Oscar Castro participó en vida de la tendencia llamada “poesía de la claridad” surgida en Chile a fines de los años 30 como respuesta a las vanguardias aparecidas a comienzos del siglo pasado, caracterizadas por un lenguaje hermético y el subjetivismo. El objetivo de este movimiento, que buscaba recuperar las métricas de la décima y el romance, era supuestamente describir a la gente común y tomar temáticas sociales contingentes, todo bajo una óptica realista e influenciados por la obra de García Lorca. El mismo Nicanor Parra habría participado de este movimiento antes de fundar la antipoesía, declarando que lo que los caracterizaba era “el canon de la claridad conceptual”, constituyendo “el reverso de la medalla surrealista”. De este movimiento habrían participado también los escritores

nacionales Luis Oyarzún, Jorge Millas, Omar Cerda, Victoriano Vicario, Hernán Cañas y Alberto Baeza.

Dicha “claridad conceptual” apuntaría al retrato del sujeto popular, en el caso de Castro, de manera realista, enfocada en ilustrar sus penurias, pero también sus alegrías. Así como en “Llampo de sangre”, también lo haría en “La vida simplemente” (1951), otra novela póstuma, donde relata las peripecias de un niño de conventillo. Pero la impresión que nos deja la lectura, curiosamente, no nos parece de “realidad” o “claridad”, sino más bien un forzado esfuerzo por retratar al sujeto popular a partir de su lenguaje llano y plagado de muletillas y argot, su mundo supersticioso, receloso de la mina y las mujeres, con todos sus vicios inocuos.

Cuesta leer estas obras con naturalidad, pues en el esfuerzo por ilustar esas características se cae en el exceso y lo cansador.

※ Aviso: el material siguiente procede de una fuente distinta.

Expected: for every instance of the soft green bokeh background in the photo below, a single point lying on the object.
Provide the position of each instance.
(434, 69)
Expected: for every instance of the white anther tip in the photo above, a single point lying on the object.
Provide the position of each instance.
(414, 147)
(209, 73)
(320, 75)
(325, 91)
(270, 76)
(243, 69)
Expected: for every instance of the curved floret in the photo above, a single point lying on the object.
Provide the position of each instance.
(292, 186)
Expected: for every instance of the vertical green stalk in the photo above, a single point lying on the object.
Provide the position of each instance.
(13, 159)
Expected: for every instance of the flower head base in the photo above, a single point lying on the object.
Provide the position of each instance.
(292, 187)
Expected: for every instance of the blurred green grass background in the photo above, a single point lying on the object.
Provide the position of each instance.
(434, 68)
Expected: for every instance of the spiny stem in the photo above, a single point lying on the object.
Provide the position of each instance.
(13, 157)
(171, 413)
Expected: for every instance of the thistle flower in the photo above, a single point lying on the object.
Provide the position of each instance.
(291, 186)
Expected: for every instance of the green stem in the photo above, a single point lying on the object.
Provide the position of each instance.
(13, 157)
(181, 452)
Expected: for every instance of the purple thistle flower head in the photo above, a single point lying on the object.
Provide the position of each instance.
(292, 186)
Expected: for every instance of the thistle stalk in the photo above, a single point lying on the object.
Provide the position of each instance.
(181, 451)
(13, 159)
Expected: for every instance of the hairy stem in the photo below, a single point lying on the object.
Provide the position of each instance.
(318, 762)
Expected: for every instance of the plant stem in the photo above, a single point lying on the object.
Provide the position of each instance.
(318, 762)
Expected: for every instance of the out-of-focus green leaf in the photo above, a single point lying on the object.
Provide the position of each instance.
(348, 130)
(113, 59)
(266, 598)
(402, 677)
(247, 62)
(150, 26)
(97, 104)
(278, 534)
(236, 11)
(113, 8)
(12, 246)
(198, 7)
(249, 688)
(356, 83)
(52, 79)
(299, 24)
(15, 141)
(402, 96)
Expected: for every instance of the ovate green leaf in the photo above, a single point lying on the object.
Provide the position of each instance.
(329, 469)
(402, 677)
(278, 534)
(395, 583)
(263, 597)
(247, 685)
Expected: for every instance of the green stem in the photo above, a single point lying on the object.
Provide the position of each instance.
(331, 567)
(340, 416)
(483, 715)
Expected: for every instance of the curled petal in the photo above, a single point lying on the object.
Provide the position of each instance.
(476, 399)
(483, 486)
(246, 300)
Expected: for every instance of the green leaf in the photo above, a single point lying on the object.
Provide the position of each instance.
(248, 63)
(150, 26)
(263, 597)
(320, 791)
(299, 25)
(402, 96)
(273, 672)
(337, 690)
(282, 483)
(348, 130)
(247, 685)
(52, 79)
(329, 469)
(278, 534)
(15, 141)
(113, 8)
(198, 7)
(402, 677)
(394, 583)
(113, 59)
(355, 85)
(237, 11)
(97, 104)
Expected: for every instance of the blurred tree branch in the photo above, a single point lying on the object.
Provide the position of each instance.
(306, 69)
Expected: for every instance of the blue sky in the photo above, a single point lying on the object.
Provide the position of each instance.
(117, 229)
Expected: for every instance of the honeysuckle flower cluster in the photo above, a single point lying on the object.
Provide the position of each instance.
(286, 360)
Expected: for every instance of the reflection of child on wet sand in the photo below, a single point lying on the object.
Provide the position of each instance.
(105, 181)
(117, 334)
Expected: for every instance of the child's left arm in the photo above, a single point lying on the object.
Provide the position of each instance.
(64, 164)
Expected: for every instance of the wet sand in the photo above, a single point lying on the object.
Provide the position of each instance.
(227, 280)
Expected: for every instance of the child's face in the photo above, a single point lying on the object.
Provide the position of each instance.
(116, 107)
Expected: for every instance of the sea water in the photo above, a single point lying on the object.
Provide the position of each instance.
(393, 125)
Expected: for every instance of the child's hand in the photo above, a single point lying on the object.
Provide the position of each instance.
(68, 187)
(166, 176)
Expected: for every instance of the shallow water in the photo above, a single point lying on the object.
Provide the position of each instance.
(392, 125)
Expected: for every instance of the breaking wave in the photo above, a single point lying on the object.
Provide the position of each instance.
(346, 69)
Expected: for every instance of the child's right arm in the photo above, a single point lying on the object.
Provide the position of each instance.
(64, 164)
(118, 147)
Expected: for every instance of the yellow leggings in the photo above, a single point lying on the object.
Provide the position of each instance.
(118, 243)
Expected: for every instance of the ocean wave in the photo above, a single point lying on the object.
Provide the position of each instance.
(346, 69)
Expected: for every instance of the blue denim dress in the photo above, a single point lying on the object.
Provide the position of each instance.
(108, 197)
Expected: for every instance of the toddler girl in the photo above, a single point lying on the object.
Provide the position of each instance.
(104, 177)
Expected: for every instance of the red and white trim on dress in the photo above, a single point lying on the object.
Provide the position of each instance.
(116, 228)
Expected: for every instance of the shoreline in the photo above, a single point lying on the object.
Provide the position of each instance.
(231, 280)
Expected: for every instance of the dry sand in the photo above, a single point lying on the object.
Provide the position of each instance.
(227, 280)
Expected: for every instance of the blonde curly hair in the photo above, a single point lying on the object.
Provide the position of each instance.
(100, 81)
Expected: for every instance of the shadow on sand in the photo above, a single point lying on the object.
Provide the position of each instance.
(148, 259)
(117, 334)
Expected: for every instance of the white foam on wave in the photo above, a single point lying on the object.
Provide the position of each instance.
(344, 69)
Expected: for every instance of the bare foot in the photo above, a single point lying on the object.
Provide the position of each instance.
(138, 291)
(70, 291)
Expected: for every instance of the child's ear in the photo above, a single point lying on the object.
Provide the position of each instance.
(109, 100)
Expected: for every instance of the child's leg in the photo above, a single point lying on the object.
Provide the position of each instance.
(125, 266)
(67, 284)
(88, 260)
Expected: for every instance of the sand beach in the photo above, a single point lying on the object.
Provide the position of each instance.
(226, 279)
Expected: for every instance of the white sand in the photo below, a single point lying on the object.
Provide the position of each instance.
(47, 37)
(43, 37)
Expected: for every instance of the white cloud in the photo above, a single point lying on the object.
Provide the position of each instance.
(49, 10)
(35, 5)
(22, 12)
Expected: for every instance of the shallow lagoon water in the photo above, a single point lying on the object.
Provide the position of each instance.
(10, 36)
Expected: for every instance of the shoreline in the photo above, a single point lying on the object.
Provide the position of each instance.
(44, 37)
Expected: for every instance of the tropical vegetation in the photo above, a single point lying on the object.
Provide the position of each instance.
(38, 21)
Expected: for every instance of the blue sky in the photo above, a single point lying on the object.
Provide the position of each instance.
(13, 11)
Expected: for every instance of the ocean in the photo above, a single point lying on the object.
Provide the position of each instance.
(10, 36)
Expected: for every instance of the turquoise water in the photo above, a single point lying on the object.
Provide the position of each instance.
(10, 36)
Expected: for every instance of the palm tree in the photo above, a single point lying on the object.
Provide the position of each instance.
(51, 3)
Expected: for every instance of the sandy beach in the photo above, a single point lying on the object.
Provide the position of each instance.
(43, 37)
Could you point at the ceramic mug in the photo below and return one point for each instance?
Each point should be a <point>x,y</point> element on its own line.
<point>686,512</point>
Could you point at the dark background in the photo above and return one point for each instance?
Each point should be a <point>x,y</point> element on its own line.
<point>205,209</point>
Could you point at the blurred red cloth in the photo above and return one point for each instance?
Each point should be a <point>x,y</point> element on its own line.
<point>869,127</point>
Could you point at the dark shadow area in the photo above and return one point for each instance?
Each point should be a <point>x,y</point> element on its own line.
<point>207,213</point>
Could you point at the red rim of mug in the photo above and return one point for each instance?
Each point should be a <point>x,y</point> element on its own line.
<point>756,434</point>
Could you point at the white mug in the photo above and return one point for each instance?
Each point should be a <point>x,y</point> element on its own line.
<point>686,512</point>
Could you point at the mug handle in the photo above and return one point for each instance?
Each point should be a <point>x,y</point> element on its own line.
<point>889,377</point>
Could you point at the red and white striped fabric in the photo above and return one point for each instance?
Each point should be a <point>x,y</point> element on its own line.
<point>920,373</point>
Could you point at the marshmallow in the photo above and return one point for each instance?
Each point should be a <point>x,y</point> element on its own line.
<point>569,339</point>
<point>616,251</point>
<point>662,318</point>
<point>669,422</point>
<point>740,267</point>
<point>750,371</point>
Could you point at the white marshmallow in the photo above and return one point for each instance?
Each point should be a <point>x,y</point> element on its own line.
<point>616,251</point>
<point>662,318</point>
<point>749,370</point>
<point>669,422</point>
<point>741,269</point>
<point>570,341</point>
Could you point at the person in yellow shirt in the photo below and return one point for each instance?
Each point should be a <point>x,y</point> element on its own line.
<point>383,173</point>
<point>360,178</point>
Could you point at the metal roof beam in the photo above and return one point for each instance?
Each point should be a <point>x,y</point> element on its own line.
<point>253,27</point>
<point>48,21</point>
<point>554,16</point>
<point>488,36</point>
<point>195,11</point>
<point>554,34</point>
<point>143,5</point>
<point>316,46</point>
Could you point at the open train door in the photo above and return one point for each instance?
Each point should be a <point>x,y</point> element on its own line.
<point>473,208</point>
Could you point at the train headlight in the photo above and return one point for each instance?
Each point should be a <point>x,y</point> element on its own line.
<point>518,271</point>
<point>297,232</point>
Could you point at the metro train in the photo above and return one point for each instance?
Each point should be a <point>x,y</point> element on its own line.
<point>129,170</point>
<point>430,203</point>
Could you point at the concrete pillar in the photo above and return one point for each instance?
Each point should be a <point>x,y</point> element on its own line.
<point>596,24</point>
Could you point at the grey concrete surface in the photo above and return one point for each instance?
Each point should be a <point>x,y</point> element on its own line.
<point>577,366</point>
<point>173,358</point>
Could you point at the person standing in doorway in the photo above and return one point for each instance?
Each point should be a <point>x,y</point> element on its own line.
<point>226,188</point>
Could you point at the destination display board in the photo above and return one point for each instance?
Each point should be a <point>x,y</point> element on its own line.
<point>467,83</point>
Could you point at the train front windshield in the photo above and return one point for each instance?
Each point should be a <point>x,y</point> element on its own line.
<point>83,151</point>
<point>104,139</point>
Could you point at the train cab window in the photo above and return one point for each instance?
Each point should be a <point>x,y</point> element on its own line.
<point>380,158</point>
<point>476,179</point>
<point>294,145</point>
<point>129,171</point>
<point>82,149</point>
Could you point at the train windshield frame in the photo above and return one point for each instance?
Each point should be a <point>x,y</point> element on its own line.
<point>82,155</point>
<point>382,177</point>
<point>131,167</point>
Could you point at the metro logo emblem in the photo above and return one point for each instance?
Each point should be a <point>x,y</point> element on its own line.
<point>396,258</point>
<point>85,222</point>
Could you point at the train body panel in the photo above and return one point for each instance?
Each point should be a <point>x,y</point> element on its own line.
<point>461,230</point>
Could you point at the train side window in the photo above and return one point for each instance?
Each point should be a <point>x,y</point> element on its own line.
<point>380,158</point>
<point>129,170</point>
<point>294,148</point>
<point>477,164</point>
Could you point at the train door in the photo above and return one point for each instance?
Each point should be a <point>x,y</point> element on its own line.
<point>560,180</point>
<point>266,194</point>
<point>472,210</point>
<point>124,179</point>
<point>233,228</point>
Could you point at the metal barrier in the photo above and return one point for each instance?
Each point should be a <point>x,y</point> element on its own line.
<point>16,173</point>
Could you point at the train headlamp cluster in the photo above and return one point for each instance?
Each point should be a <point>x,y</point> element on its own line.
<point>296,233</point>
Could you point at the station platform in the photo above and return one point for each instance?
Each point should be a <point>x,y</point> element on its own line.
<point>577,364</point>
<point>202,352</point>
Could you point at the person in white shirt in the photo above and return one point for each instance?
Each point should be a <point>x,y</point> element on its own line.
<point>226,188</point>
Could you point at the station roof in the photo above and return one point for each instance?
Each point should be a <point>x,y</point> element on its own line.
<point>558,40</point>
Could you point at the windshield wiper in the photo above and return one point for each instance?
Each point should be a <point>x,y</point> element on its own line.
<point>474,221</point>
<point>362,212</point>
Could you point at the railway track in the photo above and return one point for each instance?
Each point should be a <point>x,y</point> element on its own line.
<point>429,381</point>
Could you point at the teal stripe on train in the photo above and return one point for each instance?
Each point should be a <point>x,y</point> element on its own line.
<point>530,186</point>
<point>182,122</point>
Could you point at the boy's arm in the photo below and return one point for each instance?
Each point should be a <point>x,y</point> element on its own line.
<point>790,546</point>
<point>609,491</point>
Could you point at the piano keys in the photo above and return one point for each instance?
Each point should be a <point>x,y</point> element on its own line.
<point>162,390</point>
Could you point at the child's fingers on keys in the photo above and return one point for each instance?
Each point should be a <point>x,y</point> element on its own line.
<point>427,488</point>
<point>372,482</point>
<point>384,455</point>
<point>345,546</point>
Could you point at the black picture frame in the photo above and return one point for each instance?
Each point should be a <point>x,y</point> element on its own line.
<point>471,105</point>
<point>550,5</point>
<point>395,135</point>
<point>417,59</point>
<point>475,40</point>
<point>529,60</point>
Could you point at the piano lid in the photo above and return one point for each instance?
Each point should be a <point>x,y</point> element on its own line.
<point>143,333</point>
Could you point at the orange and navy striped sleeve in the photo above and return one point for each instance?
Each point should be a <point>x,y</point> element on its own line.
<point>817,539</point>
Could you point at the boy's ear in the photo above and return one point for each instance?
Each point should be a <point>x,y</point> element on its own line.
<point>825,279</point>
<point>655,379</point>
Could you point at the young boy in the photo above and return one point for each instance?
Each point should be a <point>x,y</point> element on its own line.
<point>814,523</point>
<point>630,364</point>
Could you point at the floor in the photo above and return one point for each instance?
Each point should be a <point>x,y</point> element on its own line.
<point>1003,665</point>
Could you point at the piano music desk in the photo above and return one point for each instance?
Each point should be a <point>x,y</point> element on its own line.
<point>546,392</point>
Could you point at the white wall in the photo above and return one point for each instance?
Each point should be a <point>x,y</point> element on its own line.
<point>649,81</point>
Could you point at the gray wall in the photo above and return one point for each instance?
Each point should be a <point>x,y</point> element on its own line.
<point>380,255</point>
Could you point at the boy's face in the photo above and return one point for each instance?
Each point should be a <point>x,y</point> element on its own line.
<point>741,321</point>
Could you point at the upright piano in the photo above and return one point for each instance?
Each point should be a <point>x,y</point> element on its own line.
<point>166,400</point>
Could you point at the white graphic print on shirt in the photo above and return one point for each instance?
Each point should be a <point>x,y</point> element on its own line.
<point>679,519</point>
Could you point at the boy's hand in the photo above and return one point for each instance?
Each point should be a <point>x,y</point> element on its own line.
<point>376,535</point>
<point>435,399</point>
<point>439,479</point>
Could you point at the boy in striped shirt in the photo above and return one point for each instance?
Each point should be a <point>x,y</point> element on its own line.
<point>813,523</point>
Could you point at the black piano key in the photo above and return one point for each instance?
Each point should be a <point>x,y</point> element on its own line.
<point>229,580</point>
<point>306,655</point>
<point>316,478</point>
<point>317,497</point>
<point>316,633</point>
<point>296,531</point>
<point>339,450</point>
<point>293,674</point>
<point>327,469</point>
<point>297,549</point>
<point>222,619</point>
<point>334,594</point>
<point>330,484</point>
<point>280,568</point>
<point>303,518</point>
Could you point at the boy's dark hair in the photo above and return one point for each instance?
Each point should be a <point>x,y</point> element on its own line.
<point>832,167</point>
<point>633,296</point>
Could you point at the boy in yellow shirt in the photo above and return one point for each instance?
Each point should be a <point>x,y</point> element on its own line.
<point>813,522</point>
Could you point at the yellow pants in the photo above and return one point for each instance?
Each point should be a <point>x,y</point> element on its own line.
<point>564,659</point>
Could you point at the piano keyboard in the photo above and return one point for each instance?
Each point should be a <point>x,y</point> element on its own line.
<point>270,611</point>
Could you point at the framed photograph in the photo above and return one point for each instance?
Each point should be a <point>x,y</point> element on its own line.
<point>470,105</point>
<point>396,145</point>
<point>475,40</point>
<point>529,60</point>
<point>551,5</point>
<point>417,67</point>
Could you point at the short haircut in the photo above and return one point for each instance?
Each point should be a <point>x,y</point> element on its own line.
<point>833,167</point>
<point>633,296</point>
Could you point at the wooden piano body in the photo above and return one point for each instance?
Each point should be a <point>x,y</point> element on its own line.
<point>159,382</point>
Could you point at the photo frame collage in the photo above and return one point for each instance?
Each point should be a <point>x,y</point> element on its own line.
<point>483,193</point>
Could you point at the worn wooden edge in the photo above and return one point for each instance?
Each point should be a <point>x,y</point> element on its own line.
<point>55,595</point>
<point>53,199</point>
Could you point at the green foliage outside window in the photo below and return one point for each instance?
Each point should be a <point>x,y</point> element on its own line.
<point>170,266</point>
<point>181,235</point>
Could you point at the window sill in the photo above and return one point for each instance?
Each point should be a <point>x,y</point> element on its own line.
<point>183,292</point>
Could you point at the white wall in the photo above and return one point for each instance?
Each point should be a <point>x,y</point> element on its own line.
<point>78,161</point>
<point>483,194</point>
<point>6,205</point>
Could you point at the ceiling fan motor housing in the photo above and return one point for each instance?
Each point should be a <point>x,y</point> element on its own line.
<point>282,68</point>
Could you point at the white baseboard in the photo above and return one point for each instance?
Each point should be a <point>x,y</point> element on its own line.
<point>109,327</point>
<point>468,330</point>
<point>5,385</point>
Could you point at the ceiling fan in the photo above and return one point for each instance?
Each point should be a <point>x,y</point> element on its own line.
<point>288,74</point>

Lo mismo ocurre con las referencias a brujas y santos y, en el caso de la figura de la mujer, fuera del machismo que revela, la metáfora de la mina y la mujer como yugos del hombre aparecen como gratuitas y cursis. Parra habría abandonado el movimiento bajo esa misma impresión.

Este conjunto de referencias se aprecian tanto en la novela como en la película. Hay que destacar que debido a que la primera es una obra de mejor calidad (y acaso lo podemos perdonar), en el caso de la segunda se requiere de un esfuerzo mayor. Existen referencias que enriquecen sobremanera la experiencia del lector: la atención en el origen de “El Encanto”; la visión aburrida que el minero tiene del campo, y que le otorga valor sociológico al libro; el cuidado en la descripción del personaje de “Juan el Ciego”, el cual en la película solo llama la atención por una representación cuasi jodorowskiana. A su vez, cuando la película enfatiza momentos criollistas, su ingenuidad es mucho mayor. La escena del baile de cueca, con banda de coristas, arpa y guitarrones en un prostíbulo pobre, resulta un claro ejemplo al respecto.

Cabe entonces la pregunta sobre cómo se lee una obra de otro tiempo, cuyo objetivo no es alcanzar cierta neutralidad que le permita exportarse de su tierra y época tal como se piensa una obra que pretende universalidad, sino que justamente desea levantar las especificidades de sujetos y situaciones históricas determinadas, de esos elementos sicológicos y expresivos que precisamente los constituyen y caracterizan.

“LLAMPO DE SANGRE” Y LA INGENUA CLARIDAD.